Iomega's most prominent competitor was SyQuest, which balkanised and diluted its own market with numerous drives like the SyJet, the SparQ, the EZFlyer, and the EZ135.
Another promising (but obscure) competitor was the Castlewood Orb, which stored 2.2GB on a Zip-like disk.
Finally, Iomega itself tried to supplement the Zip with other categories of removable media, from high-capacity removable hard disks (the 1GB and 2GB Jaz Drive) to the miniature 40MB Clik drive.
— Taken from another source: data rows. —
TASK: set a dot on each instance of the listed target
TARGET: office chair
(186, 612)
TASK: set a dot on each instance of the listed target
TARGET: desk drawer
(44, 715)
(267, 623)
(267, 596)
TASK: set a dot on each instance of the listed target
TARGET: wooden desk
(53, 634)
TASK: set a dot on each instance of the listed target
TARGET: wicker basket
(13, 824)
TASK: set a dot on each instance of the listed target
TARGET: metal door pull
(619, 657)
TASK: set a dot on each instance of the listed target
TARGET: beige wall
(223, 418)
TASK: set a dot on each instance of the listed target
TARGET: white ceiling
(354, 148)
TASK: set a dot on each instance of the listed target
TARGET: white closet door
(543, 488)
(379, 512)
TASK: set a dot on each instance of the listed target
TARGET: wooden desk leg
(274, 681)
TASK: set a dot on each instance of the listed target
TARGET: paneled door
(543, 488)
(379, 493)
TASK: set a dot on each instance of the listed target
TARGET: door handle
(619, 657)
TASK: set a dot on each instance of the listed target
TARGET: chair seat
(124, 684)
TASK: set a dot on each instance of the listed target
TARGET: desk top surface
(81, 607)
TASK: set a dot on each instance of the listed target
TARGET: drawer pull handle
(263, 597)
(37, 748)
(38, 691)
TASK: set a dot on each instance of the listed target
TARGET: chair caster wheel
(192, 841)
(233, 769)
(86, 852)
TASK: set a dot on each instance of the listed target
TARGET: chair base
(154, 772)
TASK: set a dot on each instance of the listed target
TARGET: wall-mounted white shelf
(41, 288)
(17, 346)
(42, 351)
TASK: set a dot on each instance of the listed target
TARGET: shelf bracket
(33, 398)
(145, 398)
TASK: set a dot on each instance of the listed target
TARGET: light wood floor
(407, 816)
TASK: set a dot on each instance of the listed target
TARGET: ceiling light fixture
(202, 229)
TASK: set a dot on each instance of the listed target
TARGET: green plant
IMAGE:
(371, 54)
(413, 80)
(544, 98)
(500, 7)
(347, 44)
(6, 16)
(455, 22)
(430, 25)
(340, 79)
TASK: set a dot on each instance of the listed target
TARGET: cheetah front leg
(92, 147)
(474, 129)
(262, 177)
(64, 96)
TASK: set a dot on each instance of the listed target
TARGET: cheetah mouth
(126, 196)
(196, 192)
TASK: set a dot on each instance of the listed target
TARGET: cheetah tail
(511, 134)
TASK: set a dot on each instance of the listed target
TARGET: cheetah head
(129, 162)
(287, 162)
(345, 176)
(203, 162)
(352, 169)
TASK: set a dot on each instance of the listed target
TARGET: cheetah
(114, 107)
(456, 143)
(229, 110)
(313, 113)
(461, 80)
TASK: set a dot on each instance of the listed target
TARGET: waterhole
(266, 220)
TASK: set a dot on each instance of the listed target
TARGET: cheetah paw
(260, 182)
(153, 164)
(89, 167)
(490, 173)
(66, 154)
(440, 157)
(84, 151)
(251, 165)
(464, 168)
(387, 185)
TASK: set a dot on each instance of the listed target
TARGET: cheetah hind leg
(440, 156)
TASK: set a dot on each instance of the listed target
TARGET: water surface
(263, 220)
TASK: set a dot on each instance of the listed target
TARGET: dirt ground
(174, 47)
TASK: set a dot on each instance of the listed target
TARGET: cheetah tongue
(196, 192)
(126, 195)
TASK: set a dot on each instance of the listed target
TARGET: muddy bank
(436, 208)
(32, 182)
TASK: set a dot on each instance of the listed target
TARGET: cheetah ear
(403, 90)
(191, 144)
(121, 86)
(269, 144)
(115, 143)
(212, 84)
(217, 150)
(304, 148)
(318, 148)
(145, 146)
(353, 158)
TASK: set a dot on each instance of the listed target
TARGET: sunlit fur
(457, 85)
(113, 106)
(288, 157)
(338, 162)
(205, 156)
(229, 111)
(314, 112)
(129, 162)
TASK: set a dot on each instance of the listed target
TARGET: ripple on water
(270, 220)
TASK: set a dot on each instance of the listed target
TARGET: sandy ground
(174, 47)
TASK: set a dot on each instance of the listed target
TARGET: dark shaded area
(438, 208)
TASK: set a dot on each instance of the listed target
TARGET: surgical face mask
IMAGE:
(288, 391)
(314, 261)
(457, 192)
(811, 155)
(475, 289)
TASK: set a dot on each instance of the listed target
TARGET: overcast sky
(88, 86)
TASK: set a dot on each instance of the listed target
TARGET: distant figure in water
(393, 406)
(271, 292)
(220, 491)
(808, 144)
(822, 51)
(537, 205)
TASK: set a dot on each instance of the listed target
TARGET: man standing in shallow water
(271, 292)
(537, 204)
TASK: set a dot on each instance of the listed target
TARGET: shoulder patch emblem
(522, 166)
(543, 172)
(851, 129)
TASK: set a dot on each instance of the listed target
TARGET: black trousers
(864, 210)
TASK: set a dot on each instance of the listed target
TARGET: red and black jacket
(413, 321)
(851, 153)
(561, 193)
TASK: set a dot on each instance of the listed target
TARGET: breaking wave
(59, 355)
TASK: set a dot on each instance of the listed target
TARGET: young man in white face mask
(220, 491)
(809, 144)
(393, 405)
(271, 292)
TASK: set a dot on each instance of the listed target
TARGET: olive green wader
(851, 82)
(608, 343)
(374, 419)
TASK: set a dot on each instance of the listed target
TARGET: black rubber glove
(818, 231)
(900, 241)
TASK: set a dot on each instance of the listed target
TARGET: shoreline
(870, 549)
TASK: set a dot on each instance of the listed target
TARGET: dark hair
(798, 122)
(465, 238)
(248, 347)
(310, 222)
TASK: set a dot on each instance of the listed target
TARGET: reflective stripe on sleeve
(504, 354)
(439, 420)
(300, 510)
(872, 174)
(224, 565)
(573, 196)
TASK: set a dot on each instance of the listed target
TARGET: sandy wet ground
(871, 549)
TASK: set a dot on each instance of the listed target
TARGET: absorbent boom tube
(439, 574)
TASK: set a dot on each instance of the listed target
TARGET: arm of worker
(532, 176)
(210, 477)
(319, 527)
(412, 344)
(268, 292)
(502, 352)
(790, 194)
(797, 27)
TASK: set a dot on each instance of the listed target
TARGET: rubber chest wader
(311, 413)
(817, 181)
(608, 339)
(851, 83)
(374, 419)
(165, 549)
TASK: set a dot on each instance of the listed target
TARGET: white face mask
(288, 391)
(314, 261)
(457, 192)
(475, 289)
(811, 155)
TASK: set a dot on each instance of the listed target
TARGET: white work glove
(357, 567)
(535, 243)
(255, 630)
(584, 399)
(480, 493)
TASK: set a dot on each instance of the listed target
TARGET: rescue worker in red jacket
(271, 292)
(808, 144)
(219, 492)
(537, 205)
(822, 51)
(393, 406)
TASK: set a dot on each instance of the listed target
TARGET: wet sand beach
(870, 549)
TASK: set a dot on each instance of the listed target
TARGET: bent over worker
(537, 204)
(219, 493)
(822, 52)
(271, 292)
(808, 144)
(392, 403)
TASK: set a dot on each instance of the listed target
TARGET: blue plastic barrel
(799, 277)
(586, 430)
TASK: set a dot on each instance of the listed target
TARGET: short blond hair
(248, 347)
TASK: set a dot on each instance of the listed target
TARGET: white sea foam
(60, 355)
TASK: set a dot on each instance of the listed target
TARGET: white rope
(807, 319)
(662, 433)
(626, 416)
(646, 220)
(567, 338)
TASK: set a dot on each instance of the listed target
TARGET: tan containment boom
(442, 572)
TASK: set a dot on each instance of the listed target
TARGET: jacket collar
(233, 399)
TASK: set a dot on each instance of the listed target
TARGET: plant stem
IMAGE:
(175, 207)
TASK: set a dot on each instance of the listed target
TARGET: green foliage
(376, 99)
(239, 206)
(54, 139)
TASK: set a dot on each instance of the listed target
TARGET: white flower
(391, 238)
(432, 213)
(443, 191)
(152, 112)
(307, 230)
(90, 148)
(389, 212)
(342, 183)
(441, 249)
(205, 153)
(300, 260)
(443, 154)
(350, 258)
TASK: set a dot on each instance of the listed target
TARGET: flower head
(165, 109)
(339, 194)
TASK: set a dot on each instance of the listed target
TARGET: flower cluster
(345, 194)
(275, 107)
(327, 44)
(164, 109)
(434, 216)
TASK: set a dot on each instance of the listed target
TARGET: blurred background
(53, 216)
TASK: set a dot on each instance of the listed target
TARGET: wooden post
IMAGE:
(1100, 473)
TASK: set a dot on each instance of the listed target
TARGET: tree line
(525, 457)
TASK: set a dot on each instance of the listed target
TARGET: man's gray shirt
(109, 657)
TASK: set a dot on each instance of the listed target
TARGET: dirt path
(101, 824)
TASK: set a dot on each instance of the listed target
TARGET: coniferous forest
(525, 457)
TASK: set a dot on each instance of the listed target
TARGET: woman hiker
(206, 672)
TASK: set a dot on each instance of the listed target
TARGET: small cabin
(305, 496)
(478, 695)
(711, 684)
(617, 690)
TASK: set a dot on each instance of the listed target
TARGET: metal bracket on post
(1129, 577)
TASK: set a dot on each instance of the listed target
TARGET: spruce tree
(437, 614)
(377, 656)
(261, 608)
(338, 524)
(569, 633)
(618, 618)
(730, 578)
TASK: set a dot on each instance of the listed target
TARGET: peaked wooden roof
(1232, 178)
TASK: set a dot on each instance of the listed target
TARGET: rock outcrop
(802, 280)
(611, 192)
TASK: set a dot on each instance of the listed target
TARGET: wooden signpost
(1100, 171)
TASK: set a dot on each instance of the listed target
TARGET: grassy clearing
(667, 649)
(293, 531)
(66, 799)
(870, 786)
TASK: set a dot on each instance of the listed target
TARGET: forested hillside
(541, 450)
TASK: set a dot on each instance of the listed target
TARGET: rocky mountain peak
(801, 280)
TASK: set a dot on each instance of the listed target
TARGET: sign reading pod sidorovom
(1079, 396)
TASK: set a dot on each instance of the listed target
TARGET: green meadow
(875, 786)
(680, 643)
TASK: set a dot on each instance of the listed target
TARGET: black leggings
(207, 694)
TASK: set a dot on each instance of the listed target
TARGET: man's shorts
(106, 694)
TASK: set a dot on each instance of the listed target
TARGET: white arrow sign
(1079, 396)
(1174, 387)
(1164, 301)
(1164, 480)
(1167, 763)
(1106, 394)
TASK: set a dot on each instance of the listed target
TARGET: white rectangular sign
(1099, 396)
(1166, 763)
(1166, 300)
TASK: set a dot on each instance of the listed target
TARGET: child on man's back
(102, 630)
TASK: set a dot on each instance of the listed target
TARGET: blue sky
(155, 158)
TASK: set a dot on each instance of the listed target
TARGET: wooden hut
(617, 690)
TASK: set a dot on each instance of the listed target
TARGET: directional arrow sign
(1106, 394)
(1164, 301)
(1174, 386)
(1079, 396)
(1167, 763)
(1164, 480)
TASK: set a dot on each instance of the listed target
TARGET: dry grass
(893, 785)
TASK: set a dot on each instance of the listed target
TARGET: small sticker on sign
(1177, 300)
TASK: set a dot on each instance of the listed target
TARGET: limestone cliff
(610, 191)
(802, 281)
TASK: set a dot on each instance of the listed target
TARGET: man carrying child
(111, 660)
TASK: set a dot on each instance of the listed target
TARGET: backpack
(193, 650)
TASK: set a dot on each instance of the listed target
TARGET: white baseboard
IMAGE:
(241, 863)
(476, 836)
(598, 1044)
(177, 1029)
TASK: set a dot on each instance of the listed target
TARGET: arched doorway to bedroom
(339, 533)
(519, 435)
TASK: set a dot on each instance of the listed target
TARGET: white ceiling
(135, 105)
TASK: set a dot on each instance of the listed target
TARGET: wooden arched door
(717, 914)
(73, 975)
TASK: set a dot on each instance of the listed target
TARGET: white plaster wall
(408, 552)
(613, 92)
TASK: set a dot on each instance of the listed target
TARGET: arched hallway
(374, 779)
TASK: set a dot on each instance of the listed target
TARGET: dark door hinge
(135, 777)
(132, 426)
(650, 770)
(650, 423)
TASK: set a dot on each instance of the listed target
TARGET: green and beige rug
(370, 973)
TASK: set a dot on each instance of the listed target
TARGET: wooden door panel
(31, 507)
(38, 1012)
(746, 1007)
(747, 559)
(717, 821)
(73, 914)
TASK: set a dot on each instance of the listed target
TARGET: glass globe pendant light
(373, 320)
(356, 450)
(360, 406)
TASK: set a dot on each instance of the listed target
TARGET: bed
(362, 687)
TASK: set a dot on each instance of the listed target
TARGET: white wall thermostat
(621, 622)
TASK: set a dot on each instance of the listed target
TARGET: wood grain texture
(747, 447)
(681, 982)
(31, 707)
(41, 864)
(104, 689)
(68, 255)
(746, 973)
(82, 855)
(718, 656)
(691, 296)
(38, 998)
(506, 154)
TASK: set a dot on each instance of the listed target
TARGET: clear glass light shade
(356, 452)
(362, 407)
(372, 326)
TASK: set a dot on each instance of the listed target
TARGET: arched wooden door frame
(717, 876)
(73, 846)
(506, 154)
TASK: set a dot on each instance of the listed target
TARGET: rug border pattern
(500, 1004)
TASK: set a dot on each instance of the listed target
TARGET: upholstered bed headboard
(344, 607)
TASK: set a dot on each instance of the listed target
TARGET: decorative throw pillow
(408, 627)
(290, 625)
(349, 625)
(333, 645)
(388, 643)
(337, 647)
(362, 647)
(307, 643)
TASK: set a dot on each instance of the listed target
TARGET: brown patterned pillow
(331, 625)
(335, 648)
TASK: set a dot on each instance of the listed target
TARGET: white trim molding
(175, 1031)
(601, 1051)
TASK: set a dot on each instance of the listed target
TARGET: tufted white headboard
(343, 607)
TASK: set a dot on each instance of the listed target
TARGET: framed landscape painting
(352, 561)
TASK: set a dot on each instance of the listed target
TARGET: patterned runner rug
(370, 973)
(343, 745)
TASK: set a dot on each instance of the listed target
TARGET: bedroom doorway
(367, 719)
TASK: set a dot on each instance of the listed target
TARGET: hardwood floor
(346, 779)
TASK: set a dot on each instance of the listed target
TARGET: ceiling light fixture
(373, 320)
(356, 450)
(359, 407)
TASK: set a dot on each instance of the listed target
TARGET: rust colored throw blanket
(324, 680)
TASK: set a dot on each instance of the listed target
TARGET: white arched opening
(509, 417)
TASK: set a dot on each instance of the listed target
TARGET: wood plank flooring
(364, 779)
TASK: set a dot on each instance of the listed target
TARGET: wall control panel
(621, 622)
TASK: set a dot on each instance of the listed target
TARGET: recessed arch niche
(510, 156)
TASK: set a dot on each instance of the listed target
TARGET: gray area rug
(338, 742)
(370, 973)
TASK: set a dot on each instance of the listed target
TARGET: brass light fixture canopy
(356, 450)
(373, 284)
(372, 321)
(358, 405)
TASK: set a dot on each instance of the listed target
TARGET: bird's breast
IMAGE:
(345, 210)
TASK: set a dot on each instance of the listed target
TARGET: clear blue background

None caught on the way the Zip did.
Not just a flash in the pan
Toshiba invented NAND flash memory in the early 1980s, but the technology didn't gain prominence and a price plummet until the digital camera and PDA boom of the late 1990s.
Subsequently it has become available in myriad forms, from large proprietary cards (designed for use in early handheld PCs) to PC Card sizes to CompactFlash, SmartMedia, Secure Digital, Memory Stick, xD Picture Card, and more.
Flash storage is popular because it is completely solid-state with no moving parts. Flash cards require little power to operate, they are rugged, and their storage space has increased exponentially over the years while the media itself remains relatively inexpensive. The first CF cards held 2MB of data; today they can hold 128GB.